Say I have the following:
my_list = np.array(["abc", "def", "ghi"])
and I'd like to get:
np.array(["ef", "hi"])
I tried:
my_list[1:,1:]
But then I get:
IndexError: too many indices for array
Does Numpy support slicing strings?
No, you cannot do that. For numpy np.array(["abc", "def", "ghi"]) is a 1D array of strings, therefore you cannot use 2D slicing.
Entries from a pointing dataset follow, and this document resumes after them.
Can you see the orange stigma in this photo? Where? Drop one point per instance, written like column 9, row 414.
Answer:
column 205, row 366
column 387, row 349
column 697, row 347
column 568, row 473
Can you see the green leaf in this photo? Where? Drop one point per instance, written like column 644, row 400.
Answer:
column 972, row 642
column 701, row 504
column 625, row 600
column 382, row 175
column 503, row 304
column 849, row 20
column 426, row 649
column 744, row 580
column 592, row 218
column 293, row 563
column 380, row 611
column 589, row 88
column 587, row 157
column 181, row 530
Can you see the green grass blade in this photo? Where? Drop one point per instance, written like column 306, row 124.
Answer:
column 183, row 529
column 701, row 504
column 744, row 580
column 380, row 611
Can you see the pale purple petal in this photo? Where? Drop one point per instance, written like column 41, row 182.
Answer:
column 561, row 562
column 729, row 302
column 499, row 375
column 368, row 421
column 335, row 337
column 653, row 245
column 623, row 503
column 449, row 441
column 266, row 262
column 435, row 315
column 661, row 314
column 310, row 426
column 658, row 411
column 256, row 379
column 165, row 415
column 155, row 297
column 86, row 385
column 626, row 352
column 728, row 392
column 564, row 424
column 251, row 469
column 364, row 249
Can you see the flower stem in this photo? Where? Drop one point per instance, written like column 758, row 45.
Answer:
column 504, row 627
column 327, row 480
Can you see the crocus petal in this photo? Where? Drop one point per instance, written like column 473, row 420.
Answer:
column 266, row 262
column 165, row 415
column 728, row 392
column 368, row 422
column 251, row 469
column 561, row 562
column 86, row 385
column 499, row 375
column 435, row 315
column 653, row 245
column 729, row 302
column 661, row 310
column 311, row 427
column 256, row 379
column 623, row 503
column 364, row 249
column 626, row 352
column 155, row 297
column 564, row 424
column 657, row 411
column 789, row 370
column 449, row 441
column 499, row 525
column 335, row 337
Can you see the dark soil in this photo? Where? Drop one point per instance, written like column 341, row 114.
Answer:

You could either define your array as a 2D array or characters, or simply use list comprehension for slicing,
In [4]: np.asarray([el[1:] for el in my_list[1:]])
Out[4]:
array(['ef', 'hi'], dtype='|S2')
Your array of strings stores the data as a contiguous block of characters, using the 'S3' dtype to divide it into strings of length 3.
In [116]: my_list
Out[116]:
array(['abc', 'def', 'ghi'],
dtype='|S3')
A S1,S2 dtype views each element as 2 strings, with 1 and 2 char each:
In [115]: my_list.view('S1,S2')
Out[115]:
array([('a', 'bc'), ('d', 'ef'), ('g', 'hi')],
dtype=[('f0', 'S1'), ('f1', 'S2')])
select the 2nd field to get an array with the desired characters:
In [114]: my_list.view('S1,S2')[1:]['f1']
Out[114]:
array(['ef', 'hi'],
dtype='|S2')
My first attempt with view was to split the array into single byte strings, and play with the resulting 2d array:
In [48]: my_2dstrings = my_list.view(dtype='|S1').reshape(3,-1)
In [49]: my_2dstrings
Out[49]:
array([['a', 'b', 'c'],
['d', 'e', 'f'],
['g', 'h', 'i']],
dtype='|S1')
This array can then be sliced in both dimensions. I used flatten to remove a dimension, and to force a copy (to get a new contiguous buffer).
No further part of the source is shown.